Striving for Justice
In August 2008, the late Howard Zinn declared: "I thought that [Dr. Al-Arian's case] was an outrageous violation of human rights, both from a constitutional point of view and as a simple test of justice." Moreover,
Dr. Mel Underbakke of Friends of Human Rights, who has traveled the country screening the documentary and educating the public about the dangers of the Patriot Act, said: "The unjust persecution of Dr. Al-Arian should concern all Americans. History has taught us that when the rights of the minority are violated by the government for political purposes, then the rights of all Americans would be eroded. That's why thousands of civil libertarians and human rights activists in the U.S. and around the world, have been mortified by the injustice suffered by Dr. Al-Arian and his family and have rallied in their defense."
When asked about how her father was doing during his house arrest, Laila Al-Arian, a journalist, said: "Our family is very grateful to have been with him since his release. He's been a guiding influence in our lives. He is also most appreciative of the tremendous support he's been receiving nationwide and around the world."
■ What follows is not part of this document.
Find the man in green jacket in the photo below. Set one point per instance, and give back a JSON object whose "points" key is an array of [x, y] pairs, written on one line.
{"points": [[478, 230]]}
A Voice for Freedom and Dialogue
Dr. Al-Arian reiterated his strong belief in the importance of dialogue and education in the only public speech he has given since his release on home confinement, delivered in June 2009 through Skype to the Global Forum on Freedom of Expression in Norway.
He said: "Despite my imprisonment and experience, my faith in dialogue and commitment to freedom of expression, will never waiver. It's been my life long passion. This experience taught us that when the American people are educated and empowered with truth, they respond positively and display a sense of fairness. I firmly believe that through education and civil engagement people change. Little by little they will understand the plight of the Palestinians and the importance of defending civil liberties and human rights. Increasingly, people realize that no democracy can survive at the altar of sacrificing free speech or dissent."
He continued: " Our charge today is to pledge to defend the rights of our most vulnerable members of our world community: the tens of thousands of prisoners of conscience around the world, those who are under occupation or under siege, the millions terrorized by dictators and warlords, the poor and the sick, the uneducated and the exploited, the children, the abused women, and the elderly. Each one of these classes of people needs a voice and an advocate. They need to gain their freedom to realize a life of dignity and peace. So whether we recognize it or not, we are at the forefront of this struggle for their freedom. Let your collective conscience speak on their behalf." He then concluded: "One cannot achieve peace without realizing justice, realize justice without seeking out the truth, seek out the truth without practicing freedom. So living and thinking free is the root of achieving peace in our world."